Is it better to include doublings, gracings and other embellishments, or to print tunes without them? My philosophical preference is to print just the melody notes , leaving embellishment up to the personal taste or, in Gaelic, blas of the piper. When it came to putting together the NORTHWEST COLLECTION, however, this question vexed me for several reasons.

Embellishments indicate rhythm, and every musician brings to a tune his or her own sense of rhythm. Many of the tunes in the collection would be diminished by rhythms commonly heard at Highland Games today. Although many of the tunes in the collection are suitable for bands, most are not suitable for solo competition, and the collection is designed for the non-competitive piper. Musical literacy is so refined in piping today that many pipers are put off by a score without embellishments. So I chose to include my own embellishments rather than leave them out. How I play any given tune changes over time, and I hope pipers who find my tunes interesting enough to learn will bring their own interpretation to them. In an ideal environment, we could learn tunes from the simplest notation. I decided to err on the side of too much information rather than too little. I hope pipers will see the settings as the beginning of a discussion rather the final word on how the tune should go.

The idea that there is only one way to embellish a tune or only one way to play it is not very interesting. The process of learning and playing a tune is fluid within the context of performance, mood and instrumentation. So I encourage musicians to freely interpret these settings, but to do so with respect for the melody, composer and tradition. It used to be a piper might comment on another piper’s playing by saying something like, “That’s not how I was taught to play it.” Thankfully, things are changing. More and more pipers are eager to hear new interpretations, new techniques, and encourage individual styles among their peers.

There are subtle rhythms in all piping, but how you use them or not is one of the things that distinguishes your blas and style. They are the source of “dirt” and character. One of my favorite movements is the “edre,” because you can play it at least three different ways: as a triplet, a quick grip-like movement, or a fierce “dre.” And even though I followed convention by writing the throw on ‘d’ with three notes, I play four, sometimes slightly holding onto the first low ‘g’ for emphasis. I opened up heavy movements like the taorluath, crunluath and crunluath a mach, sometimes adding in the so called “redundant low A” for rhythm. “The Bear on the Island” is a reel full of exploded heavy movements. On the other hand I treated “The Hen Wife’s Daughter” and “The Brown Haired Girl’s Reel” with the simplest possible gracings in a reaction to heavy competition style settings.
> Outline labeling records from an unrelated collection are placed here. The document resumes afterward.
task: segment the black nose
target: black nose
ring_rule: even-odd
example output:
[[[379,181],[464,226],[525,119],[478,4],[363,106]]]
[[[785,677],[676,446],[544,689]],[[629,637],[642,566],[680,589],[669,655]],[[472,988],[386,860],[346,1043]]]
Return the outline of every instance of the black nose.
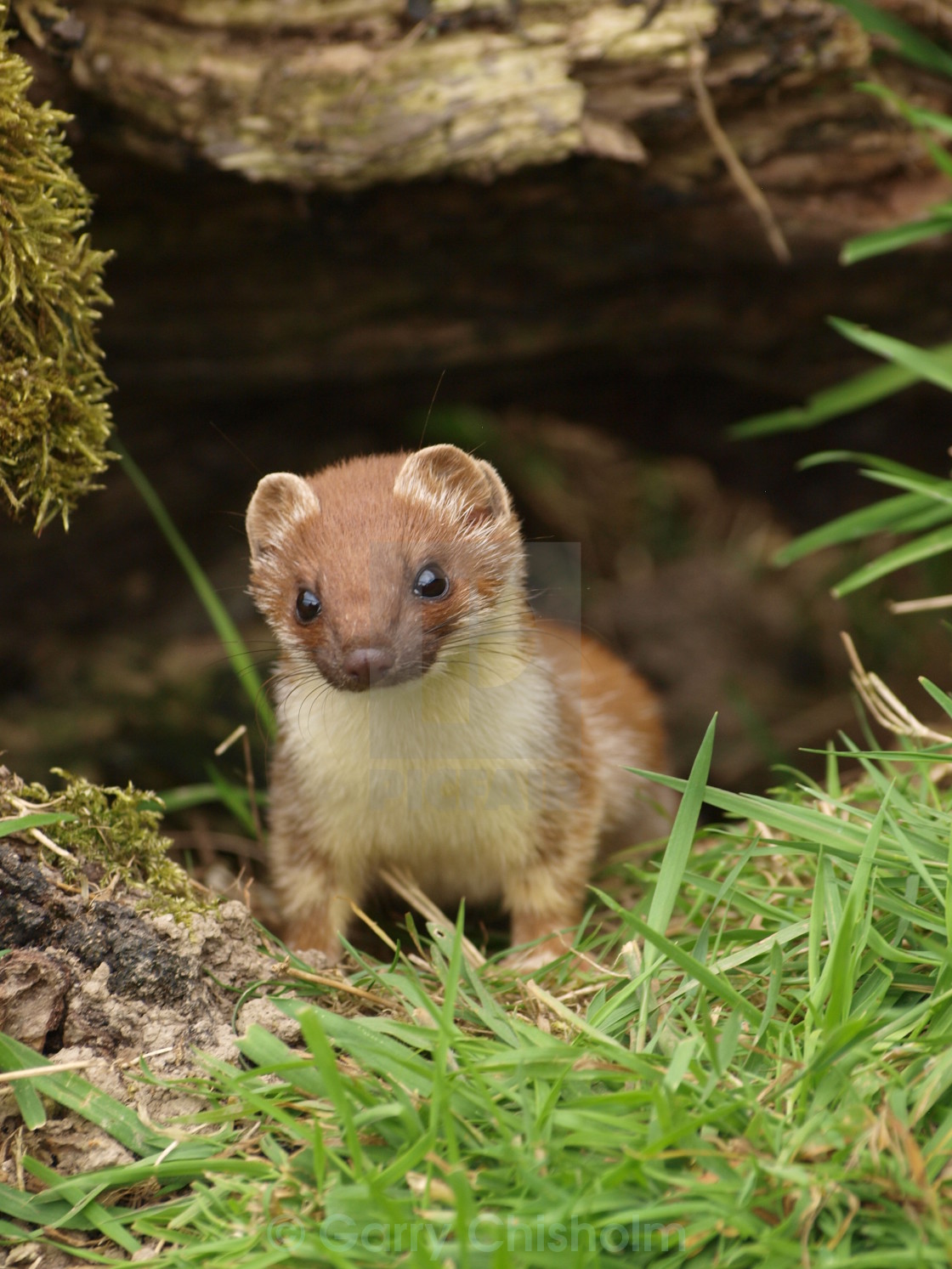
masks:
[[[347,685],[354,692],[363,692],[393,667],[393,654],[385,647],[355,647],[344,656],[340,667]]]

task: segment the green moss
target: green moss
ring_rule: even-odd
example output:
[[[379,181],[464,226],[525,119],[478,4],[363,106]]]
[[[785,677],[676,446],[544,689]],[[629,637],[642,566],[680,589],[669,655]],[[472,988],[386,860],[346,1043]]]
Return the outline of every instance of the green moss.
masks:
[[[0,817],[25,811],[55,811],[74,816],[46,829],[46,834],[69,858],[51,853],[50,862],[70,884],[81,882],[90,867],[102,871],[102,883],[118,876],[131,890],[143,891],[141,907],[154,912],[188,912],[208,909],[199,898],[188,873],[169,859],[170,841],[161,836],[161,806],[155,793],[143,793],[128,784],[102,788],[89,780],[53,769],[66,780],[62,793],[50,793],[42,784],[25,784],[17,791],[0,791]],[[48,849],[48,848],[47,848]]]
[[[30,71],[8,39],[0,32],[0,501],[39,532],[56,516],[69,525],[113,457],[95,340],[109,256],[84,232],[90,197],[69,165],[67,115],[27,100]]]

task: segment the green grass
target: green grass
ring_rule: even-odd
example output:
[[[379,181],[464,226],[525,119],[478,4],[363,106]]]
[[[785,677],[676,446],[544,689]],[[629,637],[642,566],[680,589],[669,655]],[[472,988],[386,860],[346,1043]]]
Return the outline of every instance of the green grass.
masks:
[[[668,782],[678,849],[588,926],[611,975],[527,985],[434,930],[425,959],[359,962],[371,1003],[275,989],[302,1046],[253,1027],[248,1068],[188,1081],[189,1121],[142,1124],[75,1072],[18,1081],[32,1122],[74,1107],[137,1161],[25,1157],[0,1239],[66,1235],[94,1264],[160,1247],[162,1269],[589,1265],[625,1244],[651,1265],[947,1265],[949,760],[844,741],[825,788],[754,797],[706,788],[710,740]],[[744,819],[688,850],[702,799]]]

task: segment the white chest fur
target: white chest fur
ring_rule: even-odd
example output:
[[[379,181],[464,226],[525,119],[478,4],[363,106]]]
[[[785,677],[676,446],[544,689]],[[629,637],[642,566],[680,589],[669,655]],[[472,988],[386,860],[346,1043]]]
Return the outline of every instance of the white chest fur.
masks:
[[[362,693],[288,676],[282,756],[321,845],[425,876],[434,897],[499,891],[533,849],[542,808],[565,796],[551,669],[512,650],[438,664]]]

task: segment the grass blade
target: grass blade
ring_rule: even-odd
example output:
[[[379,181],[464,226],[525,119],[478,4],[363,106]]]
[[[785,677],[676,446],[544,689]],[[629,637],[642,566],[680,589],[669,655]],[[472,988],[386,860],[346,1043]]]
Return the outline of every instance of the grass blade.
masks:
[[[937,387],[944,388],[946,392],[952,392],[952,363],[947,358],[924,348],[916,348],[915,344],[908,344],[902,339],[895,339],[892,335],[881,335],[878,331],[845,321],[843,317],[830,317],[829,322],[844,339],[859,348],[904,367],[916,378],[934,383]]]

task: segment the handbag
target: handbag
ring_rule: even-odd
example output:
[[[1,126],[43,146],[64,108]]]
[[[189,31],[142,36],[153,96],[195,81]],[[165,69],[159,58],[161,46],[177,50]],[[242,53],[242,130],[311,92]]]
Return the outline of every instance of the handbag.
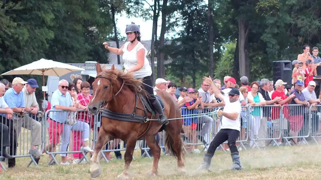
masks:
[[[77,123],[77,117],[78,112],[70,112],[68,113],[67,118],[67,124],[70,126],[74,126]]]

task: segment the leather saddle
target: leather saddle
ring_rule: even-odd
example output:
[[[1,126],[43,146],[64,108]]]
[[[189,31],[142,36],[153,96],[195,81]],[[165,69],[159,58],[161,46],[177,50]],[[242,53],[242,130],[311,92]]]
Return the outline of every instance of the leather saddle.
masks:
[[[142,102],[142,103],[143,103],[144,108],[147,111],[152,113],[153,115],[154,115],[156,113],[156,111],[154,109],[153,106],[152,105],[152,103],[151,103],[148,98],[140,94],[138,94],[138,98]],[[163,100],[160,99],[160,98],[159,96],[157,95],[155,95],[155,96],[156,98],[156,101],[158,101],[160,103],[160,106],[161,106],[162,109],[163,110],[165,107]]]

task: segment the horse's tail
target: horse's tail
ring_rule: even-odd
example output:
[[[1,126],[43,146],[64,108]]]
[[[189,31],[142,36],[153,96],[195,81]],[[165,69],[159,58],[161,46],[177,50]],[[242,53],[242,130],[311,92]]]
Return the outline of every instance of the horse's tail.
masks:
[[[174,157],[177,159],[179,156],[182,156],[182,158],[184,158],[185,154],[185,149],[184,148],[184,143],[183,142],[182,138],[180,138],[180,135],[179,139],[178,144],[176,144],[174,143],[174,141],[173,140],[173,138],[169,135],[169,133],[166,133],[165,138],[165,147],[167,148],[168,150],[172,153]],[[175,148],[176,146],[177,148],[181,147],[181,149],[180,150],[180,154],[179,152],[178,152],[176,150],[179,149],[178,148]]]

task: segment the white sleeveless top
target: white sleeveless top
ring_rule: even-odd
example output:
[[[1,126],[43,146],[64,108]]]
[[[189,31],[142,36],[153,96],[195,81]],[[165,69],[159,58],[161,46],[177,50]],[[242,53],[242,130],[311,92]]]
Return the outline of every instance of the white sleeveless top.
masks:
[[[124,61],[124,66],[125,69],[128,70],[138,64],[137,61],[137,52],[142,49],[145,50],[145,59],[144,61],[144,65],[143,68],[139,70],[133,72],[134,75],[134,78],[140,79],[152,75],[152,68],[149,65],[149,61],[146,58],[147,50],[144,47],[140,42],[139,42],[136,45],[131,51],[128,51],[127,50],[128,45],[130,42],[128,42],[125,43],[123,48],[123,61]]]

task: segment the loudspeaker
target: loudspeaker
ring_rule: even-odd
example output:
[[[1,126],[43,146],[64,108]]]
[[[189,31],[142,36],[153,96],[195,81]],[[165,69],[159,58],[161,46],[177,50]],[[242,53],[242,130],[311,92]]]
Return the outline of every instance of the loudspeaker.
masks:
[[[285,85],[286,88],[292,86],[292,66],[291,61],[273,61],[273,83],[278,79],[282,79],[287,83]],[[273,84],[273,87],[274,84]]]

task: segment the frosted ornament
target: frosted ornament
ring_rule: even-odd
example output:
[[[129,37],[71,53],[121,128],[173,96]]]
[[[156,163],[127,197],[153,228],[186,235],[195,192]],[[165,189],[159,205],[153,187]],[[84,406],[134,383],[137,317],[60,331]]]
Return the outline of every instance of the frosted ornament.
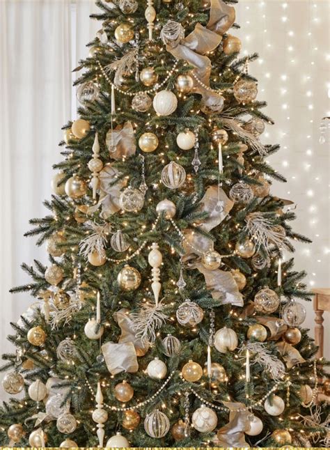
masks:
[[[200,433],[210,433],[216,428],[218,418],[210,408],[203,405],[196,410],[191,417],[194,428]]]
[[[159,91],[154,97],[152,106],[159,116],[170,116],[178,107],[178,99],[171,91]]]
[[[181,187],[186,180],[186,171],[182,166],[171,161],[162,171],[161,179],[166,187],[178,189]]]
[[[77,428],[77,420],[72,414],[64,414],[58,418],[56,427],[60,433],[69,435]]]
[[[143,208],[144,195],[138,189],[127,187],[119,198],[120,208],[127,212],[137,212]]]
[[[64,405],[63,403],[63,396],[61,394],[56,394],[49,397],[45,405],[47,414],[58,419],[60,416],[69,412],[69,403],[66,401]]]
[[[144,421],[144,429],[151,437],[164,437],[170,429],[168,417],[162,411],[155,410],[147,414]]]
[[[176,318],[180,325],[194,327],[203,320],[204,311],[197,303],[187,299],[178,308]]]
[[[306,318],[306,309],[301,303],[290,300],[282,310],[282,318],[289,327],[299,327]]]

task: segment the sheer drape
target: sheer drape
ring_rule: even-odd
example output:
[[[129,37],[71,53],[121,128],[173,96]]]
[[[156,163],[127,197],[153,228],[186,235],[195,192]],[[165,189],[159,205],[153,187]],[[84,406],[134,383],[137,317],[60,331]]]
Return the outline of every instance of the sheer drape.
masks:
[[[4,337],[13,331],[10,322],[16,321],[31,302],[28,293],[8,293],[12,286],[30,281],[19,265],[31,264],[35,258],[47,261],[45,249],[23,234],[29,228],[29,218],[46,212],[42,201],[50,198],[52,165],[61,159],[57,145],[61,127],[75,110],[71,70],[87,54],[85,45],[95,36],[97,23],[88,18],[95,10],[92,0],[0,3],[3,353],[13,351]]]

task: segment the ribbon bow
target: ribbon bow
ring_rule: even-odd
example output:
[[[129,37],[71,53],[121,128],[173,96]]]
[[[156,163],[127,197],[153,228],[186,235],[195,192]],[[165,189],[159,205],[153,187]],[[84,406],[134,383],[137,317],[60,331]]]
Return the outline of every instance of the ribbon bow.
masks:
[[[235,22],[235,13],[233,6],[226,5],[222,0],[210,0],[210,19],[206,26],[196,24],[194,31],[184,38],[182,26],[169,20],[163,27],[161,37],[166,50],[173,56],[194,65],[194,92],[202,95],[207,108],[219,112],[223,107],[224,99],[220,93],[207,88],[212,63],[205,55],[220,44],[222,36]]]

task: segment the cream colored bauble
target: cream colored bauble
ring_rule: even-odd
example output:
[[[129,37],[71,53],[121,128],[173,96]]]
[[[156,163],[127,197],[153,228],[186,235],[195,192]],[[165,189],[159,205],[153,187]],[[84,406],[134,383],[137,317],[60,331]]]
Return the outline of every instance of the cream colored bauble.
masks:
[[[83,197],[87,192],[87,183],[80,176],[74,176],[67,180],[64,187],[65,194],[75,200]]]
[[[190,75],[179,75],[176,79],[175,88],[182,94],[187,94],[194,87],[194,80]]]
[[[162,200],[156,206],[156,211],[158,214],[164,213],[165,219],[173,219],[176,214],[175,203],[171,200]]]
[[[167,373],[166,364],[158,358],[155,358],[147,366],[147,373],[150,378],[162,380]]]
[[[226,55],[231,55],[233,53],[238,53],[242,48],[242,42],[236,36],[228,34],[222,41],[223,52]]]
[[[190,150],[195,145],[195,134],[190,130],[182,131],[176,137],[178,146],[182,150]]]
[[[196,410],[191,417],[192,426],[200,433],[213,431],[218,424],[216,413],[210,408],[202,405]]]
[[[65,439],[65,441],[60,444],[60,449],[74,449],[77,447],[78,444],[76,444],[76,442],[71,440],[71,439]]]
[[[203,375],[203,368],[197,362],[191,359],[184,364],[181,371],[182,377],[186,381],[194,382],[198,381]]]
[[[292,438],[288,430],[274,430],[272,433],[272,438],[279,445],[291,444]]]
[[[29,387],[29,396],[34,401],[41,401],[47,394],[46,386],[41,380],[33,381]]]
[[[159,91],[152,101],[155,111],[159,116],[169,116],[178,107],[178,99],[171,91]]]
[[[47,442],[47,435],[42,428],[37,428],[29,436],[29,444],[31,447],[42,447]]]
[[[267,398],[264,403],[264,408],[266,412],[270,416],[279,416],[284,411],[285,404],[283,398],[277,395],[274,395],[272,399],[269,398]]]
[[[55,173],[55,175],[52,178],[51,187],[55,195],[65,195],[65,183],[63,183],[61,185],[59,184],[65,177],[65,173],[59,172],[59,173]]]
[[[125,436],[123,436],[120,433],[117,433],[114,436],[111,436],[110,439],[108,439],[107,447],[112,447],[113,449],[126,449],[131,446]]]
[[[143,152],[150,153],[158,147],[158,138],[154,133],[143,133],[139,139],[139,146]]]
[[[104,329],[103,325],[100,325],[95,318],[89,319],[84,329],[85,334],[88,339],[100,339],[103,334]]]
[[[78,118],[71,125],[71,131],[79,139],[81,139],[91,130],[89,122],[83,118]]]
[[[238,346],[238,337],[231,328],[224,327],[214,334],[214,347],[221,353],[234,350]]]
[[[313,389],[308,385],[303,385],[299,389],[299,396],[303,403],[307,404],[313,400]]]
[[[120,24],[115,30],[115,38],[120,44],[127,44],[134,37],[134,31],[128,24]]]
[[[144,86],[152,86],[157,83],[158,75],[155,72],[153,67],[146,67],[141,71],[140,79]]]
[[[107,256],[104,254],[100,254],[98,251],[94,251],[88,254],[88,260],[92,265],[99,267],[107,263]]]
[[[251,417],[249,416],[249,421],[250,422],[250,428],[248,431],[244,431],[245,434],[249,436],[257,436],[262,431],[264,425],[259,417],[251,414]],[[251,417],[251,418],[250,418]]]

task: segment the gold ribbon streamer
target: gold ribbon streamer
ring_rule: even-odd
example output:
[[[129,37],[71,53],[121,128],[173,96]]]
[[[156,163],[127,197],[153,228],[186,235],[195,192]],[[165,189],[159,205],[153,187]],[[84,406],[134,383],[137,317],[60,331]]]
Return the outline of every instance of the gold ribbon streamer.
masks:
[[[222,0],[210,0],[209,3],[210,19],[206,26],[196,24],[194,31],[184,38],[181,25],[169,21],[162,30],[162,38],[168,52],[195,68],[192,74],[194,91],[202,95],[207,108],[219,112],[223,107],[224,99],[220,93],[207,88],[212,63],[206,54],[219,46],[222,36],[235,22],[235,12],[233,6]],[[173,31],[176,31],[174,34]]]

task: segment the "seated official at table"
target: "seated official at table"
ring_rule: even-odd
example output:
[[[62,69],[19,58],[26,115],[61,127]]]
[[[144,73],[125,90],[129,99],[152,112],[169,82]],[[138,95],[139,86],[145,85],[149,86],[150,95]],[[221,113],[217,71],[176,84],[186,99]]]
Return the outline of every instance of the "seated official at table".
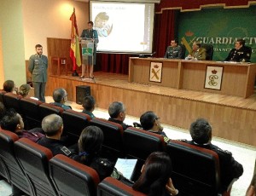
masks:
[[[186,57],[186,60],[205,61],[207,59],[207,50],[201,48],[201,42],[195,41],[192,45],[192,51]]]
[[[177,44],[177,39],[171,41],[171,45],[167,47],[164,58],[166,59],[181,59],[182,48]]]
[[[250,61],[250,51],[247,47],[245,47],[245,40],[237,39],[235,43],[235,49],[232,49],[225,59],[225,61],[235,62],[249,62]]]

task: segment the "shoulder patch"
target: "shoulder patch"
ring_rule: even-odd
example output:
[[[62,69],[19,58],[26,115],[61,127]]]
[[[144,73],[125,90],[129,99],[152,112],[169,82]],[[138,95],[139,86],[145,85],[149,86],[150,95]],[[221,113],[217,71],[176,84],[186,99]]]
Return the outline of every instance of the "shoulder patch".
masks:
[[[71,151],[67,149],[67,147],[62,147],[61,150],[67,155],[69,156],[71,154]]]

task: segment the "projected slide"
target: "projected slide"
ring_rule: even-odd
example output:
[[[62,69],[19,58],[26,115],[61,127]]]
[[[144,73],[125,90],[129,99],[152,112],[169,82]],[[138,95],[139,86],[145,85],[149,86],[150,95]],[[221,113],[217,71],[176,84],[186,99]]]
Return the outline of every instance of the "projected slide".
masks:
[[[98,32],[97,51],[151,53],[154,3],[90,1],[90,20]]]

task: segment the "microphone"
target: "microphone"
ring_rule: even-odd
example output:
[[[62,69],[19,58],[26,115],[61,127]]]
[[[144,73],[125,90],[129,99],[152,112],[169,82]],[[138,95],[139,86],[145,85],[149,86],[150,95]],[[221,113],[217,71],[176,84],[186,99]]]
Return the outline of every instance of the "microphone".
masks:
[[[154,56],[155,55],[155,51],[154,53],[151,54],[150,57]]]

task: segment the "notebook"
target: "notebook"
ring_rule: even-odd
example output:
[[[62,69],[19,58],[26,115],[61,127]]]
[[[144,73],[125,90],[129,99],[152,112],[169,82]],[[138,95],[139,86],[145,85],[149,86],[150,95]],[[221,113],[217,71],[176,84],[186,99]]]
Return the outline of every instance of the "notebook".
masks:
[[[118,159],[115,168],[118,171],[121,172],[125,178],[131,180],[137,161],[137,159]]]

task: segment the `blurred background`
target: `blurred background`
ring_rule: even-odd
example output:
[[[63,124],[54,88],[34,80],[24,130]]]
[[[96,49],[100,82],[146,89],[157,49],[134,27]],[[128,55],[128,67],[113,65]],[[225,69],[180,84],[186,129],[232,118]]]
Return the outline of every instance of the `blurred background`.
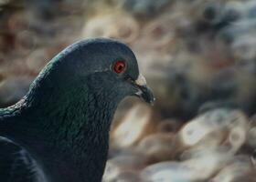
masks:
[[[132,47],[156,103],[116,112],[103,182],[255,182],[255,0],[0,0],[0,107],[68,45]]]

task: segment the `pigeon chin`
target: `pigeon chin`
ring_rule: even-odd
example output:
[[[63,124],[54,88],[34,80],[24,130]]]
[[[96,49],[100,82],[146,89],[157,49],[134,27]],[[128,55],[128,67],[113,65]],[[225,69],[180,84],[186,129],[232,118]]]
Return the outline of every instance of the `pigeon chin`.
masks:
[[[146,86],[146,81],[143,75],[139,75],[138,79],[133,82],[133,85],[136,87],[137,92],[133,95],[135,96],[140,97],[146,103],[150,105],[154,105],[155,103],[155,96],[151,89]]]

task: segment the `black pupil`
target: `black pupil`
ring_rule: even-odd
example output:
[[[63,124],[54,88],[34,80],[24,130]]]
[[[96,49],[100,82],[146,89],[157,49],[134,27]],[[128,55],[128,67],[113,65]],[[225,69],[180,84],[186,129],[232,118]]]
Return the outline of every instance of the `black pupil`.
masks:
[[[120,66],[118,66],[118,71],[122,71],[123,70],[123,66],[122,65],[120,65]]]

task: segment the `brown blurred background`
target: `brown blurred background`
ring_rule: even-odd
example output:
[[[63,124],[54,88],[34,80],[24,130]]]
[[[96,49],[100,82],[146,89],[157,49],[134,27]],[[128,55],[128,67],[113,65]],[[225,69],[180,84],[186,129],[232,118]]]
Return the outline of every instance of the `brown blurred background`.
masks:
[[[104,182],[256,181],[255,0],[0,0],[0,107],[99,36],[132,47],[156,97],[120,105]]]

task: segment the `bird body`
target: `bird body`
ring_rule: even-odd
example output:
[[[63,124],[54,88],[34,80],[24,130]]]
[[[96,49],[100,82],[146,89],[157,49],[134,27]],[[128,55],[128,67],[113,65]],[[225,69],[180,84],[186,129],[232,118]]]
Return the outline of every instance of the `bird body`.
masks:
[[[153,100],[136,86],[138,77],[133,52],[117,41],[81,41],[63,50],[24,98],[0,109],[0,181],[100,182],[118,103],[131,95]]]

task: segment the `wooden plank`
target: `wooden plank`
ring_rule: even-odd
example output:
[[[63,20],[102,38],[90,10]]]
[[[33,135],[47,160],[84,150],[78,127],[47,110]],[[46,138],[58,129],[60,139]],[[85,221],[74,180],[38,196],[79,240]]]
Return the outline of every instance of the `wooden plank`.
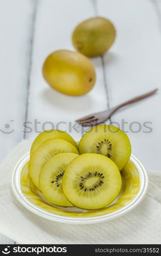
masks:
[[[104,57],[110,106],[155,88],[160,90],[160,19],[154,3],[122,0],[121,4],[117,0],[101,0],[97,6],[99,15],[112,20],[118,32],[113,46]],[[132,153],[150,170],[160,169],[160,102],[159,92],[112,117],[122,127],[122,119],[127,122],[125,127]],[[145,125],[152,132],[147,133]]]
[[[34,2],[1,1],[1,162],[23,139]],[[0,235],[0,244],[13,243]]]
[[[47,56],[58,49],[74,50],[71,42],[72,32],[76,25],[94,15],[92,1],[75,0],[48,0],[40,1],[35,25],[33,66],[31,76],[28,120],[40,122],[38,132],[43,129],[45,121],[52,122],[55,127],[70,132],[75,138],[81,136],[70,125],[74,120],[85,115],[104,110],[107,107],[102,64],[100,57],[91,59],[97,72],[97,80],[94,89],[82,97],[71,97],[61,94],[50,88],[42,78],[41,67]],[[65,122],[56,125],[59,122]],[[51,129],[50,124],[43,129]],[[37,135],[35,131],[27,134],[33,139]]]

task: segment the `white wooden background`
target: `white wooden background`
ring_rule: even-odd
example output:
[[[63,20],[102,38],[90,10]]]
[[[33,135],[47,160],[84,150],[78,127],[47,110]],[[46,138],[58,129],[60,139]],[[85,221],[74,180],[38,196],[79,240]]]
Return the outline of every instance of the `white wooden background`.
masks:
[[[63,121],[59,127],[68,131],[69,121],[161,89],[161,1],[0,0],[0,129],[15,130],[0,132],[1,161],[22,139],[36,136],[24,134],[25,121],[37,119],[40,130],[45,121]],[[57,49],[73,49],[74,27],[95,15],[112,20],[118,35],[108,53],[91,59],[97,76],[94,89],[75,98],[52,90],[42,77],[45,57]],[[160,170],[160,101],[159,92],[111,118],[124,119],[127,130],[131,122],[152,123],[150,133],[128,134],[133,154],[149,170]],[[78,129],[79,133],[72,132],[75,138],[81,136]],[[0,234],[1,244],[14,243]]]

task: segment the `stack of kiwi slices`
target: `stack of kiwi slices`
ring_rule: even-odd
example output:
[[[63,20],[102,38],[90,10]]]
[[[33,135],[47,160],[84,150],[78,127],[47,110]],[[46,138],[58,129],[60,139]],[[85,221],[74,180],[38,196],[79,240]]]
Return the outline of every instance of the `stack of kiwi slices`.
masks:
[[[130,155],[127,136],[111,125],[91,129],[78,145],[67,133],[48,130],[32,144],[29,174],[50,203],[93,210],[117,197],[122,186],[120,171]]]

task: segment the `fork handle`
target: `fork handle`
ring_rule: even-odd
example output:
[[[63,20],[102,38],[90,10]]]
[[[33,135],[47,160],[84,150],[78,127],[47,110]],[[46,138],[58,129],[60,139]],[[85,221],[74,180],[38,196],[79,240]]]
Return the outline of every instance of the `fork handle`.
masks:
[[[138,101],[139,100],[144,99],[145,98],[147,98],[147,97],[149,97],[150,95],[154,94],[154,93],[155,93],[157,90],[158,89],[156,89],[149,92],[149,93],[145,93],[145,94],[143,94],[142,95],[140,95],[137,97],[135,97],[135,98],[133,98],[132,99],[130,99],[127,101],[125,101],[125,102],[123,102],[120,104],[120,105],[118,105],[118,106],[116,106],[115,108],[114,108],[114,110],[115,111],[117,110],[118,109],[120,109],[120,108],[125,106],[126,105],[128,105],[128,104],[131,104],[131,103],[135,102],[136,101]]]

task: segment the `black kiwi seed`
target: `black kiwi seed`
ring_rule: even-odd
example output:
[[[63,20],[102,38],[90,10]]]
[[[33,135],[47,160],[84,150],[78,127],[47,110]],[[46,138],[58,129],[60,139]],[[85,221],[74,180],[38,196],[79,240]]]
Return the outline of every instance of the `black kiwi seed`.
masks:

It is easy and fun to experiment with the subtle rhythms in tunes you already know by opening tachums, reversing the hold/cut tachums in strathspeys, playing birls open or replacing them with doublings. A grace note on the back of the beat rather than on the front is a good way to add shape. Opening up doublings or closing them down accentuates the subtle rhythms within a tune, the micro-rhythms.

While playing reels in a style influenced by Barry Shears, Allan MacDonald and others, a new embellishment came to me. I discovered it while trying to play something that sounds like an “edre” going from ‘d’ to an ‘e.’ You will find it in the reels “Dr. MacKinnon,” “The Fife Hunt,” “The Green Field” and a couple of other tunes. Exploded it looks like this: ‘e’, ‘d’, ‘f’, ‘d’ grace notes going from a ‘d’ eighth note to an ‘e’ quarter note. If you prefer you can replace the embellishment with a ‘d’ eighth note.

The pibroch “Anam Cara” employs several different embellishments inspired by old styles such as those found in General Thomason’s CEOL MOR and James MacColl’s ideas about pibroch. The movements have specific rhythms and to play them other than how they are printed will distort the character of the tune. They are no more difficult than common pibroch embellishments.

Embellishments are more than technically difficult flashes. You use them to enhance the subtle rhythmic underpinning of the melody. Listeners will respond to these subtleties without identifying them. They will applaud technical fireworks, they will remember the melody, but it is the rhythm that will move them.